Yesterday, the court heard testimony from Alan Gates, a real estate agent, who said that he had been outside the Ministry of Finance on the day in question and had seen a "long thin, dark arm" emerge from a crowd and throw an object.
The witness admitted that he did not see the person to whom the arm was attached, but the crowd from which the arm emerged had earlier prevented him from entering the ministry to conduct business.
Gates also introduced additional evidence, relating events he observed on June 11, a day after the grenade incident.
Led by Counsel to the Commission, Mortimer Cumberbatch, Gates disclosed that he had been on Regent Street on that day when he saw five groups of men in the vicinity of the Guyoil Service Station.
He recalled that the young men had been armed with bricks and bottles but that they had begun running in different directions as a squad of Tactical Services Unit officers had just entered the street. They then began to pull vendor's stalls onto the road and block the streets and Gates testified to hearing one man, whom he described as a "road element" he had seen on various occasions, saying "Leh we bun de city down."
Members of the group then started to set fire to the stalls and according to Gates, they began stoning the police after being ordered to disperse. The police opened fire with tear-gas and Gates said that both he and the men ran away.
Gates said that he ran in the direction of the Industry mini-bus park, where he saw the groups of men again. This time, Gates said, they approached a vehicle with "Kent Garment Factory" marked on the side and placed themselves in its path causing it to stop.
Gates said that the occupants, whom he described as Indo-Guyanese women, were ordered out by the men and some of them complied by jumping out of windows. Gates said that the women took off running east along Robb Street, crying and screaming, with the men in "hot pursuit".
According to Gates, the police arrived three to five minutes later and drove behind the bus as if to escort it, while trying to ensure that those who had run away would return.
Next to testify was Deputy Secretary to the Treasury, Mahase Pertab. He gave evidence about the early days of the strike when on occasion marching public servants had prompted him to issue orders that the Finance Ministry gates should be closed.
He said that on April 29, First Vice-President of the Guyana Public Service Union (GPSU), Dr Anwar Hussein, had entered the building and ordered staff who were not on strike to come out and join a crowd outside the building.
Pertab said that Dr Hussein's tone had been loud, and that when he approached him, the doctor had verbally abused him. "All yuh traitors don't want to come out but all ah yuh gone benefit," were the words Pertab testified Dr Hussein had used.
Dr Hussein was then said to have approached the deputy secretary in a "menacing manner" prompting Pertab to call security who then escorted the union official out of the compound. None of the workers inside had heeded Dr Hussein's order, Pertab said.
Pertab also testified about an earlier incident, on May 19. He said that he had been on the platform of the Finance Ministry building and had seen an object appear in the air from a section of a large crowd which was gathered outside the compound.

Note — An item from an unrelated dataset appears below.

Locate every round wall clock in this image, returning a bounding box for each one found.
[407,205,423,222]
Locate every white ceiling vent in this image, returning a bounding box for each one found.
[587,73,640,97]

Pertab said that the object landed on a car in the compound before hitting the ground and when it did smoke started to come from it. He recalled feeling a burning sensation on his face and said that at that point, "pandemonium" broke out in the ministry with all the workers who had been in that part of the building running to the back.
Pertab said he later learned that the smoke had been tear smoke, and that a security guard had been affected by the smoke and had to be taken away.
The court yesterday also heard testimony from Accountant General at the Ministry of Finance, Edward Layne, who said that police ranks had demonstrated a lot of patience in dealing with crowds that had taken to gathering around the ministry.
He said that on a number of occasions the gates had been padlocked with strange padlocks and that on one such occasion the security guards had informed him that the locks had been placed by two men in a white car, the number plate of which he had been given but had failed to record.
Layne testified that at one point he saw a man from a crowd take out a key unlock a padlock and take it away in the full view of policemen who did nothing. He also told the court that his own security had offered no satisfactory explanation as to why they had not stopped the men from locking the gates, while Commissioner of Police, Laurie Lewis, had told him that he had given orders for such locks to be destroyed.
He said that as a result of the constant presence of the crowd he had had to institute a system whereby workers would report to work at 0700 hrs so as to get in.
The commission's next sitting will be on Monday when Justice Singh will hear the continuation of Pertab's testimony as well as from some other Ministry of Finance officials.